Now, if we play with the offset values we can very crudely “displace” the image we see through the surface, like so:

You may notice that all our vectors are currently in world space. The Refraction BSDF shader takes the normal input in world space, but for the types of effects we’re doing it’s probably more useful to use screen-space vectors, so let’s do that next.

Thankfully this is just one node, a Vector Transform from Camera to World:


Now the X and Y components in the input vector (to the Vector Transform) correspond to horizontal and vertical in the viewport.

2.6. Example: Simple distortion shader

Before we add more complex effects, here’s a very simple shader you can make with only what we’ve built so far.


It uses a 1D noise along the screen Y axis to offset things on the screen X axis. I use Camera texture coordinates rather than Window since they’re the same independent of aspect ratio (things will look the same in the camera view as in the viewport), although you need to divide by the Z component to remove the warping caused by the perspective projection, in order for textures to look “2D”.

The noise is subtracted by 0.5 to make it displace equally to the right and left, otherwise it offsets everything to one side as you might expect.


2.7. Chromatic Aberration (Colour separation) shader

What we’ve got so far is great for simple distortion effects, but another great use for this is “glitchy” effects, and a common occurence in these types of effect are colour separation, like we have here:


This is quite easy to do as well - all we need to do is use a separate refraction shader for each of the Red, Green, and Blue components of our output color.

For now let’s just duplicate what we’ve got so far 3 times, and use the handy Shader to RGB node to actually retrieve the color of the pixel we’ve refracted. Then we can use the Red component of one, the Green of another etc. to offset each color separately.


To make things a bit neater, let’s group all these nodes together into a single nodegroup with 3 Vector inputs and one Color output, so we’re left with something a little like this:


2.8. Example: Colourful distortion shader

Let’s make our distortion shader we made earlier a little more interesting by separating the colours.


We’ll modify the one we made before - instead of using the Fac output, we’ll use the Color output of the noise texture node to get 3 separate values, and plug each of those into the X offset for our 3 colours, like this:


If you turn down the strength of the noise (with the Scale vector math node) and animate an offset by using a driver in the Value node (type in #frame / 50 as the input value for example), you can get quite a nice “old VHS tape” look (Or at least one aspect of it).


which gives us this:


2.9. Example: Blocky Glitch FX

For a final example, let’s make a more “digital” looking glitch effect.

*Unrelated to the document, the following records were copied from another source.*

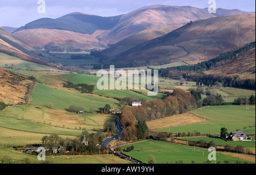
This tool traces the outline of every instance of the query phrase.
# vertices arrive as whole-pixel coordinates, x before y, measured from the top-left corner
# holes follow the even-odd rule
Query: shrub
[[[76,105],[70,105],[68,109],[68,111],[71,112],[77,112],[84,110],[84,108]]]

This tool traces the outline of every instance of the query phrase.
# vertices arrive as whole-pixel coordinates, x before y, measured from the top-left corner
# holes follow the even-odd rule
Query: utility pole
[[[206,97],[206,88],[204,88],[204,96]]]
[[[245,105],[245,109],[248,110],[249,110],[248,96],[246,96],[246,104]]]

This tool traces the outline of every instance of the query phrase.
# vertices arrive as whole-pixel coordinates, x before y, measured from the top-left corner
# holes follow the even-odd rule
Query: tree
[[[68,109],[68,111],[71,112],[77,112],[84,110],[84,108],[76,105],[70,105]]]
[[[138,125],[136,126],[138,130],[138,138],[139,139],[145,139],[148,133],[148,128],[145,121],[138,121]]]
[[[53,104],[50,101],[48,103],[48,108],[50,108],[50,109],[53,109]]]
[[[147,158],[148,159],[148,163],[150,164],[156,164],[156,161],[155,159],[155,157],[150,154],[147,156]]]
[[[249,99],[250,104],[251,105],[255,104],[255,96],[252,95]]]
[[[226,138],[227,136],[229,135],[228,133],[228,129],[225,127],[221,128],[220,137],[222,138]]]

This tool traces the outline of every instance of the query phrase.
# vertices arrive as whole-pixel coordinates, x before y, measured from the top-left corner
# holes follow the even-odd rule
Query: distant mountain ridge
[[[210,14],[207,8],[153,5],[143,7],[128,14],[115,16],[102,17],[76,12],[56,19],[42,18],[20,27],[13,33],[27,29],[46,28],[91,35],[97,31],[105,30],[104,32],[96,37],[98,40],[98,44],[107,48],[108,45],[114,44],[145,29],[184,24],[191,20],[195,21],[217,16],[248,13],[250,12],[238,10],[218,8],[216,14]],[[23,40],[23,37],[20,39]],[[28,43],[30,44],[29,42]]]
[[[125,67],[178,61],[197,63],[207,61],[236,47],[255,41],[255,14],[246,14],[191,22],[114,58],[109,57],[104,62]]]
[[[47,28],[92,35],[98,29],[108,30],[112,28],[117,23],[122,16],[102,17],[81,12],[74,12],[56,19],[38,19],[20,27],[14,33],[26,29]]]

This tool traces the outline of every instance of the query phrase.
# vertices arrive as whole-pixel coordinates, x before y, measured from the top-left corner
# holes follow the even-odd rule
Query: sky
[[[38,4],[38,1],[39,3]],[[101,16],[125,14],[154,5],[208,8],[209,0],[0,0],[0,26],[20,27],[35,20],[57,18],[73,12]],[[211,0],[212,1],[212,0]],[[213,0],[214,1],[214,0]],[[45,13],[38,7],[45,3]],[[217,8],[255,12],[255,0],[215,0]],[[43,8],[39,8],[39,12]]]

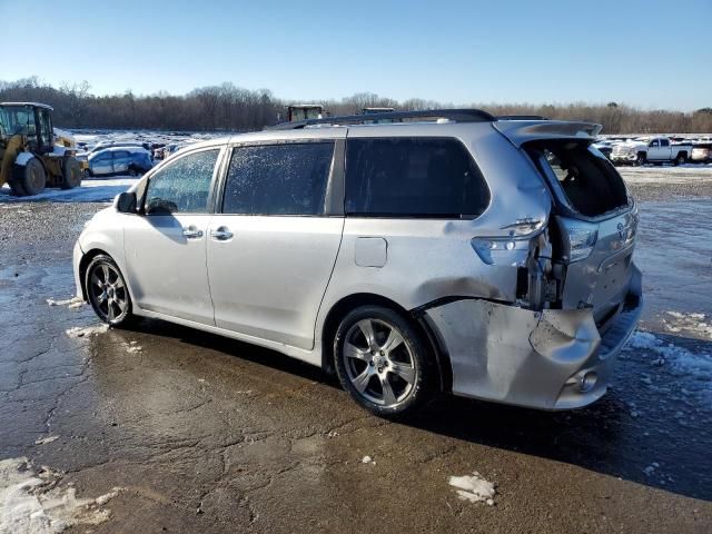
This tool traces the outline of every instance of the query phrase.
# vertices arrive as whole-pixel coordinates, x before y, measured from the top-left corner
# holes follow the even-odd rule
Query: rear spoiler
[[[517,148],[527,141],[541,139],[595,140],[603,128],[593,122],[564,120],[498,120],[492,126]]]

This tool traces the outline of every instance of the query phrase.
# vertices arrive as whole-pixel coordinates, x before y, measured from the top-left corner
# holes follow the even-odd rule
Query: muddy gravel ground
[[[629,178],[647,304],[601,402],[444,397],[402,423],[269,350],[91,329],[63,300],[105,205],[0,202],[0,532],[712,532],[712,171],[660,174]],[[491,505],[448,484],[473,472]]]

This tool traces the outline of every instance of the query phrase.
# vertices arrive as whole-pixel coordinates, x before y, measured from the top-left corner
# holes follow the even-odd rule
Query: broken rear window
[[[534,141],[525,148],[555,196],[581,215],[595,217],[627,206],[621,175],[586,141]]]

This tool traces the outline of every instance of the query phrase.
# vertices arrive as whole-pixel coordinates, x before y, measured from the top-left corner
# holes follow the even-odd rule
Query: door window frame
[[[150,185],[151,185],[151,179],[154,178],[155,175],[157,175],[158,172],[161,172],[164,169],[167,169],[168,167],[170,167],[171,165],[176,164],[177,161],[181,160],[182,158],[185,158],[186,156],[191,156],[198,152],[205,152],[208,150],[217,150],[218,151],[218,157],[215,161],[215,167],[212,168],[212,177],[210,178],[210,186],[209,186],[209,190],[208,190],[208,199],[207,199],[207,206],[206,206],[206,210],[204,212],[199,212],[199,214],[187,214],[187,212],[181,212],[181,211],[177,211],[175,214],[147,214],[146,212],[146,198],[148,196],[148,190],[150,189]],[[220,178],[222,176],[224,172],[224,166],[225,166],[225,155],[228,151],[228,147],[227,144],[220,144],[220,145],[210,145],[207,147],[199,147],[199,148],[195,148],[195,149],[186,149],[185,152],[181,152],[180,155],[170,158],[169,160],[166,160],[165,162],[158,165],[157,167],[154,167],[147,175],[145,180],[141,180],[139,182],[138,188],[142,188],[141,191],[141,198],[139,199],[139,210],[138,212],[145,217],[175,217],[177,215],[190,215],[190,216],[206,216],[206,215],[212,215],[215,214],[215,199],[216,199],[216,190],[217,187],[219,185]]]
[[[334,155],[332,157],[332,166],[326,178],[326,191],[324,194],[324,212],[319,215],[297,215],[297,214],[271,214],[271,215],[250,215],[250,214],[226,214],[222,211],[222,200],[229,174],[230,161],[235,150],[245,147],[259,146],[279,146],[279,145],[306,145],[310,142],[332,142],[334,144]],[[215,190],[214,209],[216,215],[221,217],[344,217],[344,175],[346,160],[346,138],[343,137],[306,137],[290,139],[267,139],[253,140],[243,142],[231,142],[226,147],[220,172],[220,180]]]

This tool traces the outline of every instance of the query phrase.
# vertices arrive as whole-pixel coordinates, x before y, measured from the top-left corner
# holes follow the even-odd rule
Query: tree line
[[[156,129],[190,131],[249,131],[271,126],[286,117],[293,103],[276,98],[267,89],[249,90],[230,82],[194,89],[184,96],[158,92],[137,96],[98,96],[90,86],[62,83],[53,87],[37,77],[0,81],[0,101],[38,101],[55,108],[53,122],[66,128]],[[316,100],[330,115],[353,115],[366,107],[426,110],[468,107],[492,115],[540,115],[551,119],[584,120],[603,125],[604,134],[710,134],[712,108],[692,112],[643,110],[626,105],[503,105],[453,106],[434,100],[397,101],[373,93],[356,93],[340,100]],[[312,102],[310,102],[312,103]]]

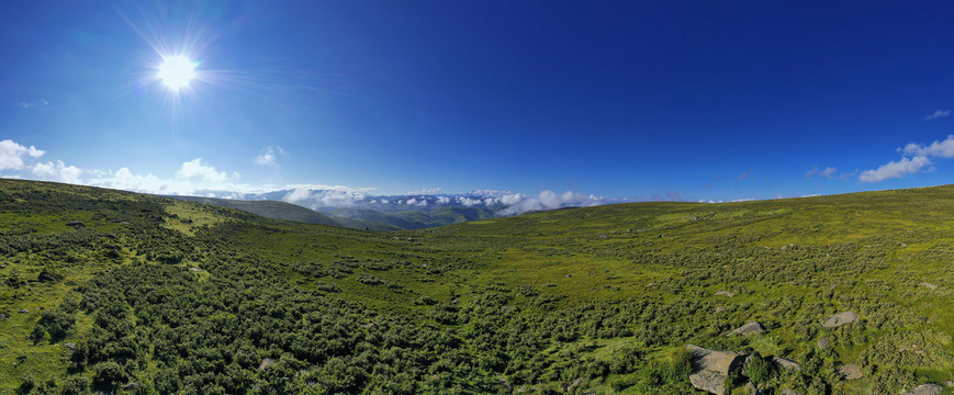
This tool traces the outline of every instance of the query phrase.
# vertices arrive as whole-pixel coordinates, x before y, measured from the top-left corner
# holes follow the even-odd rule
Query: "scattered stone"
[[[274,360],[273,360],[273,359],[271,359],[271,358],[266,358],[266,359],[261,360],[261,363],[258,365],[258,370],[266,369],[266,368],[271,366],[271,365],[273,365],[273,364],[274,364]]]
[[[862,373],[862,366],[855,363],[841,365],[838,369],[838,373],[843,375],[845,380],[858,380],[864,376]]]
[[[938,384],[921,384],[901,395],[941,395],[941,391],[943,390]]]
[[[693,345],[686,345],[686,351],[693,358],[689,382],[697,390],[716,395],[726,394],[726,377],[744,360],[744,356],[738,352],[709,350]]]
[[[752,384],[752,382],[745,383],[745,386],[742,387],[742,390],[744,390],[747,394],[762,395],[762,392],[759,391],[759,387],[756,387],[755,384]]]
[[[772,361],[774,361],[778,368],[801,372],[801,365],[790,359],[775,357]]]
[[[734,330],[726,334],[726,336],[759,334],[759,332],[762,332],[763,330],[765,330],[765,328],[762,327],[762,324],[759,324],[756,321],[748,321],[748,323],[745,323],[745,325],[740,326],[740,327],[736,328]]]
[[[826,319],[824,323],[821,324],[821,326],[826,328],[837,328],[842,325],[854,323],[855,319],[857,319],[857,314],[854,314],[854,312],[843,312],[831,316],[831,318]]]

As it turns out, this is also very easy - we can just replace our continuous noise texture with a blocky one!


And with just that very quick change, we’ve now got a blocky, chopped up image:


This is alright, but actually doesn’t look that good. I’ve found that it looks better when only the Red and Blue channels are distorted, as a more subtle effect is less rainbow-pukey. You can play around with different multipliers for channels, flipping them, masking out the effect so it is only sometimes active etc.


Here I masked out the effect when the noise value is less than 0.5 (so half the time), and made the Blue channel the inverse of the red channel, so it’s always offset in the opposite direction.


2.10. Finishing off

It still doesn’t look particularly fancy, since I wanted to keep the examples fairly simple, but hopefully this can inspire you to come up with some sweet FX of your own!